The name of the missionary was Augustine, and the man who sent him was Pope Gregory, whose feast-day is today. You will know that I like preaching about the saints. It is not just because I love history. It is about far more than that. History can never be determinative for what we are about now. But the saints are not ideas from the past. They are people, ordinary human beings in whom God dwelt, as he does in each one of us. There is nothing spectacular about Augustine – he tried to get out of coming to this country, and delayed his journey through France as long as he could. And in a sense, Gregory was just as unwilling to take on the top job in Rome: he wanted to stay in his monastery. But the wider community pushed him forward.

One of the fascinating features of our life together in Christ is our relationships with one another. Gregory the reluctant Pope knew what it was like to want to hold back from what God was calling him to do, and so with that inside knowledge of what I suppose we might call ‘lack of self-confidence’, he kept encouraging Augustine. Keep going, keep going, get to your destination, even if it is not exactly what we’re all (from the outside) expecting from you. Canterbury, not London, became his base, and life could be very tough.

But to arrive at a less than satisfactory, glossy, over-achievement base is one thing. To face out what meets you on arrival is another. I have already mentioned the different, fragmented Christian groups. Augustine wanted to come down heavy on them, and use his mandate from on high to bring them into line, and also destroy all those pagan temples. But Gregory knew better – and his advice we could well ponder ourselves. With fragile Christian diversity, don’t push your luck too far: put up with practices that vary, provided, that is, that the gospel and Christian unity are not compromised. And what about those pagan temples? Don’t destroy them – only destroy the idols inside them.

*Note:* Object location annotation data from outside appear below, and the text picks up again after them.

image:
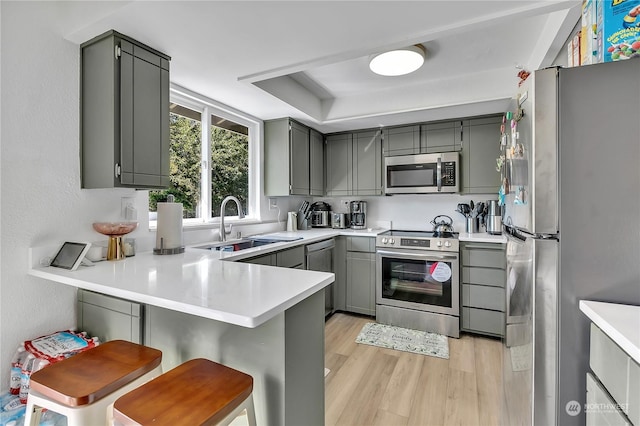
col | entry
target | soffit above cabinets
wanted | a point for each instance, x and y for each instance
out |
(309, 59)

Both these themes have been going through my mind in recent months again and again as I ponder the KAIROS process in the diocese. We are indeed faced with fragile Christian diversity, as we are with the pagan temples, the secular human constructs of the culture in which we are set. It would be very tempting for me to go for a favourite avenue along the road of diversity in the Church and say, that’s what I want – though I doubt it would achieve very much! It would be equally tempting for me to encourage you all to build a cosy, ecclesiastical ghetto, where we all said and sang the same things to each other, carefully excluding any dissident voices – in order to scream at the rest of the world, in its pagan values, and tired secularism. But I would not be doing my job very well if I did; and I certainly would not be paying much attention to the subtle inter-action between Gregory the Great and Augustine of Canterbury way back in the late 590’s.

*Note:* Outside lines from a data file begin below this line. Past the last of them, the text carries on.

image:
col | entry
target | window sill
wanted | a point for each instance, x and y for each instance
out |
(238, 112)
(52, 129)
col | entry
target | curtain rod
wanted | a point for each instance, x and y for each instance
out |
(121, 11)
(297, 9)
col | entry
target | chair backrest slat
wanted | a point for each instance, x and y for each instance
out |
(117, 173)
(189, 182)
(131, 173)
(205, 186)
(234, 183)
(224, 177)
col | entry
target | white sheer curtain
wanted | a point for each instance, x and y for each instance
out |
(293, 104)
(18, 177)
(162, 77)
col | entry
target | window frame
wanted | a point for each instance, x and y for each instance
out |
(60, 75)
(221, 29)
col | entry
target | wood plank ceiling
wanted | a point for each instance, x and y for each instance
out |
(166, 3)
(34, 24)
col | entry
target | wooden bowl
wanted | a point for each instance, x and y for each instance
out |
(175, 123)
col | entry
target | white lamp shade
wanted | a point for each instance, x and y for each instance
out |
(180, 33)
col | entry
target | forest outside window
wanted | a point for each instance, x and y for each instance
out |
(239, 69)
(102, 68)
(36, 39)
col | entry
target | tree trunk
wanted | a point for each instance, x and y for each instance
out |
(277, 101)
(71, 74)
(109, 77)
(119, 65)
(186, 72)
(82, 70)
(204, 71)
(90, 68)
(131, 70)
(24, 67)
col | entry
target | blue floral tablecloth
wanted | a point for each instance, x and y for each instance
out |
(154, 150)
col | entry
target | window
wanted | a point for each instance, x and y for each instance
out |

The fact of the matter is that Christian diversity is not an invention of the contemporary Church – it is a recurring factor of history. And the pagan temples, whether they are the onslaughts of the media or the spiritual bleeding of an age that seems able only to see itself in isolation from everything else, tradition included – these are outward signs of a culture that needs to be addressed constructively. Yes, there is much greed and pushiness around – but the Church can be just as bad as the rest of society: how many times do I read an e-mail that ends, ‘I look forward to hearing from you soon’, as if the whole world is going to collapse if that particular example of ecclesiastical consumerism isn’t fed by yesterday!

I exaggerate in order to make two simple points. First, the perfect, slick, well-organised Church, which has somehow ‘got its act together organisationally’ simply does not exist, and if it ever does, I will be among the first to seek pastures new. Secondly, the world is the arena of the gospel, with all its faults and its strengths. Christian diversity faces us with many challenges, and it seems that these are often about sex and gender. But diversity will never be faced if we remain on the surface, and fail to seek God in the conflicts that this brings. And those pagan temples are about far more. Yes, get rid of the idols inside, of greed, assertiveness, intolerance, lack of trust in our institutions, ungenerous attitudes, perhaps even a parochial attitude that says ‘my local base is all that matters’: all these are part of our culture already. But the temples themselves, the buildings, the thought-patterns, the finest attitudes that want to make poverty history, that champion the cause of the aged, that succour damaged children, and that want to align themselves with new techniques, like how to help pre-school cerebral palsey children learn to use under-used parts of their brain to make up for what they don’t have and the rest of us do have – these are kingdom-building signs of God speaking often right outside the sometimes narrow confines of our church meetings.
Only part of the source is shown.